"We all have board games at home, and it's important to understand these games draw a lot of people, particularly if we have hybrid products that come from the physical side of the game. Why would we move from the purely physical boxed game to a hybrid game? The first basic thing is that we live in a world of electronics. It's just there, it gives a better user experience and better features, so why would that not naturally go into our games as well?" Electronics can do the grunt work of handling the rules, and motor tasks like shuffling and dealing cards. "But also, it enriches the context and the atmosphere of the game, because of course, I can put in more aspects and more background information through electronics, through loudspeakers and display." There are nearly a thousand new board games released every year, and hybridization with electronics offer opportunities to stand out. But they also necessitate designing for certain limitations, a necessity for designers leaving a familiar framework. "You get a lot of interface challenges: Input -- how do I go from the physical world to the electronic world -- and the output. How does the electronic world feed back into the physical world, and how do I keep that world in sync?"

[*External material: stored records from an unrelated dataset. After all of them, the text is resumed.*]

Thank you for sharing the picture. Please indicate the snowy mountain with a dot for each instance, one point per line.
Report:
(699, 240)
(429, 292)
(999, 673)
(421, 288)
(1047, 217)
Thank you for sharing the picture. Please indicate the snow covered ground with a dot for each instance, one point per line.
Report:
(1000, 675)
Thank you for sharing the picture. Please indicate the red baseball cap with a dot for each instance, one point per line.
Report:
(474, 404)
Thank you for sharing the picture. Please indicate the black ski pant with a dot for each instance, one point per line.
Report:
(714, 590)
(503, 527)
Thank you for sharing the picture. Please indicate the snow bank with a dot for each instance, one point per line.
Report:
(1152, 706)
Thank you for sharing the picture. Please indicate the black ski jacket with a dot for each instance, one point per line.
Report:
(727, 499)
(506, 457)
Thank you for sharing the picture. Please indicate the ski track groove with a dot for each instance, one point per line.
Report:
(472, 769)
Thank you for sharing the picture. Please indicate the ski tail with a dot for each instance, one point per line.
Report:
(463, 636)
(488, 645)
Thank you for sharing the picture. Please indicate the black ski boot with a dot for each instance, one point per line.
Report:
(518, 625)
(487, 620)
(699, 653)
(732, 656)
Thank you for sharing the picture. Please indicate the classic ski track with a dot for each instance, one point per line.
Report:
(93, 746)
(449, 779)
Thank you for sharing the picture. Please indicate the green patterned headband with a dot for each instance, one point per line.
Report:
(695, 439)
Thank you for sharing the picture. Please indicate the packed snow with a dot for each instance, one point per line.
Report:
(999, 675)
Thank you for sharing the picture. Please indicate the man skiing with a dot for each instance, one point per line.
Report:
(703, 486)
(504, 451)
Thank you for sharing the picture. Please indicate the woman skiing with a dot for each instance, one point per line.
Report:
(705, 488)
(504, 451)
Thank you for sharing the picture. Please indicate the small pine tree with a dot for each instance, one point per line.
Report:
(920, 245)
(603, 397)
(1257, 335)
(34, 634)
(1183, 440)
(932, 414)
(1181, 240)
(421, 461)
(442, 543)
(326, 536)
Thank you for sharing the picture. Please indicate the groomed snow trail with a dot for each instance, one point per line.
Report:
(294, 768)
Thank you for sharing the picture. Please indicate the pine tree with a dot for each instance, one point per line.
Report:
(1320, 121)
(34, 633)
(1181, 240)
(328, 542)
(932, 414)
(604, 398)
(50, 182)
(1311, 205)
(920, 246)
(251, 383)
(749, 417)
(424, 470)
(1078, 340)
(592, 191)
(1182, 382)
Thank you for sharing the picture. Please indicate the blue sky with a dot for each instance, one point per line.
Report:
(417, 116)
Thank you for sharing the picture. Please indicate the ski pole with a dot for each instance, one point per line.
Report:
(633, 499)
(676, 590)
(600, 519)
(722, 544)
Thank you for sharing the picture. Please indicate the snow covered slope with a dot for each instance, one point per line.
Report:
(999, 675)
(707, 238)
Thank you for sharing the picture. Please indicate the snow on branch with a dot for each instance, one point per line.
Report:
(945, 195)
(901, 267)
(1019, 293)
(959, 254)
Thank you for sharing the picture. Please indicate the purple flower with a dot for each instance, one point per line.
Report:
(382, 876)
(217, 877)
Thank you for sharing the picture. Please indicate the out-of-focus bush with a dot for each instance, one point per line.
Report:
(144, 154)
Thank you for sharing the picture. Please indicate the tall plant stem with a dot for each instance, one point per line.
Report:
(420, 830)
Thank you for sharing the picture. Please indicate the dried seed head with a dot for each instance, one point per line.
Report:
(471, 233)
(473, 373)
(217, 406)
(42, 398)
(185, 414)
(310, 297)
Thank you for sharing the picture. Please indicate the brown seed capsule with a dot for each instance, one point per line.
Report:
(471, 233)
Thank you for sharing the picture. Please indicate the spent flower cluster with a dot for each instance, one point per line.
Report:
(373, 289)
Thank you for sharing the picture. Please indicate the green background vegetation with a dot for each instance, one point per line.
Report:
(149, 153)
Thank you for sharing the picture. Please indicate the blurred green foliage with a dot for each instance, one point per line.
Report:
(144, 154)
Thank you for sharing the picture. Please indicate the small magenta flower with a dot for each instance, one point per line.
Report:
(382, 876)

"You roll the die, you get a number, and then your figure moves along the board. If you were to leave that die away, it becomes a very boring game."
The colored play figures on the board can also have different resistances, so touching your green figure produces a green light, and touching a red one produces a red light. "So now we've essentially found out who I am and where I am, because I can move with my figure and it detects my location." But players are wary of touching a battery and soliciting an electrical current, so it is hidden inside a mysterious panel. "I need to give people the reason for that other touch; we don't have one, we have several buttons. So now the electronic also knows what I'm doing, because that depends on which pad I touch. Therefore I get different reactions, now, depending on what I touch." It can feel like magic, to have a game that responds to touch with light and sound that seems to read everything the player does. Knizia's King Arthur was successful, so the company followed up with strategy game The Island, navigating the complicated electronics and printing process involved in conductive ink. Not only was it elaborate, but there was a complication in trying to use similar technology to make games for kids, who can often play rough with their toys.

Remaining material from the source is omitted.